Using Cloudflare with PythonAnywhere

Warning -- this will only work in paid accounts

Cloudflare is a security and acceleration service that sits between your application and the big, bad internet. It provides DDoS protection, acceleration of your site through caching, and a bunch more good stuff. Here's how to get all that goodness for your PythonAnywhere website.

One note first; Cloudflare can currently only be used with custom domains, and won't work with PythonAnywhere subdomains (like yourusername.pythonanywhere.com). That's because it works by taking over the DNS configuration for a site. We have used www.minimumviableserver.com as an example for this blog post.

Initial setup

The setup of a website on CloudFlare is pretty straightforward. If you give Cloudflare your domain, it automatically interrogates the DNS system for the domain's current settings and provides excellent instructions about what needs to be changed. You will see something like this afterwards:

screenshot of cloudflare dns settings page

Now, you just need to set up a simple CNAME record for your PythonAnywhere web app. Assuming you've already created a web app on PythonAnywhere like this:

Screenshot of web app creation

...then on the web app config tab you'll have a CNAME target for your site -- something like webapp-120107.pythonanywhere.com.

On the CloudFlare DNS config screen, create a CNAME for the www subdomain to point at this web app. That's all you need to do to get your www.yourdomain.com site working!

Note: you will see a warning saying that "You do not have a CNAME set up for your domain" even after you've created that CNAME. One of the security features CLoudflare provide is that they hide where your site is actually hosted, which means that when the PythonAnywhere servers query the DNS system to check if you have a CNAME, they get responses saying that you don't. You can ignore this message.

Origin certificates

In order to completely secure the connection between Cloudflare and your site running on PythonAnywhere, they will provide you with what they call an "origin" certificate, and its associated private key. You can upload that in the "HTTPS certificate" part of the "Security" section of the "Web" page on PythonAnywhere. It is a "Custom" certificate; the "Auto-renewed Let's Encrypt certificate" system won't work with Cloudflare.

Note: you will get a warning saying something like "Mismatch between certificate Common Name (CloudFlare Origin Certificate) and webapp (www.yourdomain.com)". This is a similar issue to the CNAME warning above, and is also something you can ignore.

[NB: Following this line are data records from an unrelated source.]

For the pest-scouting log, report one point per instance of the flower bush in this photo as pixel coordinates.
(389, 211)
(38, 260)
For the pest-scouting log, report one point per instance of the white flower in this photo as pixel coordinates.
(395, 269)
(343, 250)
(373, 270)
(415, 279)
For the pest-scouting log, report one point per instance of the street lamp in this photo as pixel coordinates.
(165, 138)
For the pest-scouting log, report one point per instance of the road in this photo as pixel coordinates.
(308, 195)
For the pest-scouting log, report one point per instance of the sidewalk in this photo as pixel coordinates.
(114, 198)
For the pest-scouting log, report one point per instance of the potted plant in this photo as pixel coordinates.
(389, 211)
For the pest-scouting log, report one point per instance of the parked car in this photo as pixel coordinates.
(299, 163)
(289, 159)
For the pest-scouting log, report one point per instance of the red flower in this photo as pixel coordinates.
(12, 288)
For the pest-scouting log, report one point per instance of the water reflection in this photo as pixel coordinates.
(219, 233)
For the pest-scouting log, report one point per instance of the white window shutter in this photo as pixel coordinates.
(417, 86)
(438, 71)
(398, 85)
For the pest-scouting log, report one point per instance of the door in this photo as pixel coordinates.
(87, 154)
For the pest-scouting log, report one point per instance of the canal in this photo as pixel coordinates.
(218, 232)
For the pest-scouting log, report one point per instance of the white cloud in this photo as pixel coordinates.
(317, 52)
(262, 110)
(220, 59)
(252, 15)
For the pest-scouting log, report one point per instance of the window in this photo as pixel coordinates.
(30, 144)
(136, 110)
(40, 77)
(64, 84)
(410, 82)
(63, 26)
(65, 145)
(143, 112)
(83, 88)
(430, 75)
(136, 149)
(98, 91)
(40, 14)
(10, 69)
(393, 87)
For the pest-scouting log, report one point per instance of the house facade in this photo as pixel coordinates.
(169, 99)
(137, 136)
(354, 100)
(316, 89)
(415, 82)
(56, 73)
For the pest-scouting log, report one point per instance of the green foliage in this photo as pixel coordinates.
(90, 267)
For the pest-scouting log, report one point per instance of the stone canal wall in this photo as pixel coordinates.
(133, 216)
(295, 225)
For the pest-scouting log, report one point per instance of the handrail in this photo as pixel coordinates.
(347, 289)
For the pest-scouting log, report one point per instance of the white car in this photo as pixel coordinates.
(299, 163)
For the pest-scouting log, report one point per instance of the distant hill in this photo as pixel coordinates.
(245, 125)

Checking that your site is protected

Now when you go to www.minimumviableserver.com, you'll see your site, but how do you know it's going through CloudFlare? looking at the network logs in our browser's developer tools, we can see that there are plenty of indicators in the response headers.

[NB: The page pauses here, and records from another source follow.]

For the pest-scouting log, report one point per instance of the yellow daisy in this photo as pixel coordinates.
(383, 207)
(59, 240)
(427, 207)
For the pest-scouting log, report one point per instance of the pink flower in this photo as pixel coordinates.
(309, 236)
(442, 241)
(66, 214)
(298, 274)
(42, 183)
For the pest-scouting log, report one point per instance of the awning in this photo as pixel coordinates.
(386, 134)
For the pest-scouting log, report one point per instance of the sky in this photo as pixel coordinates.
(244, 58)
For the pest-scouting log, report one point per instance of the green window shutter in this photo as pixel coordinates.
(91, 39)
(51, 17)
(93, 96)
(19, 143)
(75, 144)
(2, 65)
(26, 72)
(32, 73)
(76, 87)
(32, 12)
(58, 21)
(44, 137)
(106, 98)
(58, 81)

Here are the response headers for a dynamically generated html page:

Screenshot of dynamic response headers

and these are the response headers for a static resource on that page:

Screenshot of static response headers

"Naked" (aka "Apex") domains

If you're a completist and you want to get the naked domain working (that is, yourdomain.com instead of www.yourdomain.com), you need something a bit more complicated called a "page rule". Check the cloudflare documentation; essentially you'll want to point yourdomain.com/* to www.yourdomain.com/$1.

Common issues

  • If you use PythonAnywhere's "Force HTTPs" option then you may get a "too many redirects" error when you visit your site. This is due to both Cloudflare and PythonAnywhere trying to force the browser to use HTTPS; only one should be configured to do that, and given that you're using Cloudflare for security, it should be Cloudflare. You should just switch off "Force HTTPs" on the PythonAnywhere side.
  • You will get the same problem with if you use your web framework's system for forcing HTTPS, like Django's SECURE_SSL_REDIRECT setting. The solution is the same, just switch off the framework option.